Other shareholders of Rohm and Haas will receive the originally agreed-upon $78 per share.
By reaching agreement on the terms for this transaction, we have delivered excellent value to Rohm and Haas shareholders, Rohm and Haas Chairman and Chief Executive Officer Raj Gupta said in the news release.
In a March 9 conference call with stock analysts, Dow Chairman and CEO Andrew Liveris said the most recent deal is a pragmatic outcome, given current market conditions.
Some of the job cuts will come from closing 24 offices and between 10 and 15 plants. Liveris added during the conference call that Dow is in active dialogue with a number of joint venture partners for its commodity plastics unit. He told Bloomberg News on March 11 that one of those potential partners is Petrochemical Industries Co. of Kuwait, the same firm that walked away from a similar deal in December, at the time sending the fate of the Rohm and Haas deal in doubt.
Liveris addressed commodity plastics during the conference call, saying that Dow is not going to fire-sale these assets.

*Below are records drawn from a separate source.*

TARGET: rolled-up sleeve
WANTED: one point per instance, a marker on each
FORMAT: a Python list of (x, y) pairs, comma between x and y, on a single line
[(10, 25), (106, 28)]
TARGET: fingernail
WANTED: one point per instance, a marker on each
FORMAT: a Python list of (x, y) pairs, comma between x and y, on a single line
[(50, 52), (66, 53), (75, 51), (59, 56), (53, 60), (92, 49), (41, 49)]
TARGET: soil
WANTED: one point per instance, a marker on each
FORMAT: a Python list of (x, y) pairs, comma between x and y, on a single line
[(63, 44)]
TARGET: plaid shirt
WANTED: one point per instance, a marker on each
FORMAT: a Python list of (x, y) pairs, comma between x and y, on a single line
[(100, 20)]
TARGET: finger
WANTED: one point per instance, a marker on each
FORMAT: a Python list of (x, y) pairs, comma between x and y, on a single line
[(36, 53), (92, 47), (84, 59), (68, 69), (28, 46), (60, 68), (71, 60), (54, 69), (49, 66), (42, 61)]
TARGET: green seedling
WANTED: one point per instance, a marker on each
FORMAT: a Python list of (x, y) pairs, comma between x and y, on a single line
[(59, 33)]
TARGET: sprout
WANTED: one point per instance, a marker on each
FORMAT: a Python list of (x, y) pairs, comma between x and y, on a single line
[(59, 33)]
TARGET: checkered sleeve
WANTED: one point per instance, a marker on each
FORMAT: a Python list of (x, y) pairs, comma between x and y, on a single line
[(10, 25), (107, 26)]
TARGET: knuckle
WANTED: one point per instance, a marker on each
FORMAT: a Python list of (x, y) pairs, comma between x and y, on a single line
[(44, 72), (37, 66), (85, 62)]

We're not assuming a sale in the near term, he said. We like the polyethylene business and, as the world's leading producer, we know how to run it.

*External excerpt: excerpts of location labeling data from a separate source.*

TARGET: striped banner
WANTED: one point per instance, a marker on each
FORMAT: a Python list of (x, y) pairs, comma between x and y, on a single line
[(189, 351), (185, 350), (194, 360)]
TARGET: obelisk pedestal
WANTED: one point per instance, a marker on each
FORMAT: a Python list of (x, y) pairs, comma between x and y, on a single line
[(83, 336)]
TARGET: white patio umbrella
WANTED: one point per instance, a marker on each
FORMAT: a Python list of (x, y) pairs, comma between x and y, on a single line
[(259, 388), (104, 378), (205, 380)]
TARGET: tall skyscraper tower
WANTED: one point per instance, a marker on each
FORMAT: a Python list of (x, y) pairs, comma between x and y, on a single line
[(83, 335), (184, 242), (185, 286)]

Liveris added that the PE market is primed for a recovery.
There was extreme destocking [of PE] in the fourth quarter 1 billion pounds in December alone, he said. That far surpassed other historical events, and it caused demand interruption in the value chain. But polyethylene has never been negative in back-to-back years, and we've already seen demand improvement in January and February.
We're beginning to see some bright spots, and [U.S. federal] stimulus spending in infrastructure, housing and energy play to Dow's strengths.
The combined firm will derive 60 percent of its sales and 70 percent of its pretax profit from specialty products. Currently, Dow gets 52 percent of its sales and 62 percent of pretax profit from that sector.
Estimated annual synergies in purchasing, shared service and governance and other areas will be $1.3 billion, or 14 percent of the deal's total value. Dow received 18 percent synergy value from its 1999 acquisition of Union Carbide Corp., officials said.
The combined firm's 2009 capital expenditure budget will be reduced from $2.3 billion to $1.1 billion. Dow also will save $1 billion by reducing its dividend by 64 percent. A 2009 salary freeze for all employees of the combined firm will provide another $200 million in savings.
Dow also will benefit from an increased presence in the Asia-Pacific region, where Rohm and Haas generates 24 percent of its annual sales. Dow currently generates only 12 percent of its sales from that region.
Not all market watchers were sold on the deal. At Banc of America Securities/ Merrill Lynch in New York, analyst Kevin McCarthy said that risks still outweigh rewards at Dow. McCarthy cited several reasons for his firm's view, including Dow's higher debt multiple when compared to an average of five comparable firms, including DuPont Co., Eastman Chemical Co. and Celanese Corp.
For his part, Liveris sounded like a triumphant general during the conference call.
We are back in control of our own destiny, he said.